Икая, слезливо что-то бормоча и тыкая в портрет неизвестного, я попыталась объяснить, как меня тронуло сходство отца и сына.
— Ох, папочка, как он похож на вас, — наконец я смогла четко сформулировать то, что так меня растрогало.
— Папочка? — недоуменно переводил пожилой мужчина глаза с меня — на портрет неизвестного, и обратно. — А что это у тебя?
Он осторожно, но настойчиво взял меня за непослушный кулачок и разогнул сопротивлявшиеся пальцы. Вынув листок из моей ладошки, он внимательно рассматривал изображение, поглядывая на меня и все больше хмурясь. Я не видела, что там было изображено, я вообще еще не успела рассмотреть доставшийся мне дневник бабули.
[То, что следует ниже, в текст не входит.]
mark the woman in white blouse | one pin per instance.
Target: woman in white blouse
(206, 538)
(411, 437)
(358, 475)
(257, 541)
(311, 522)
Он показал листок Элизе, на лице которой тотчас вспыхнул легкий румянец, а глаза, опушенные густыми ресницами, удивленно распахнулись. Парни тоже заглянули в листик, и стали довольно скалиться и пинать друг друга локтями.
— Откуда это у тебя, милая?
— Это наследство. От бабули осталось.
— Ты сказала "папочка"?
— Папочка, — кивнула я. И уже хотела рассказать им о своей глупой привычке, да Элиза бросилась мне на шею. Она меня тискала, обнимала, гладила и целовала.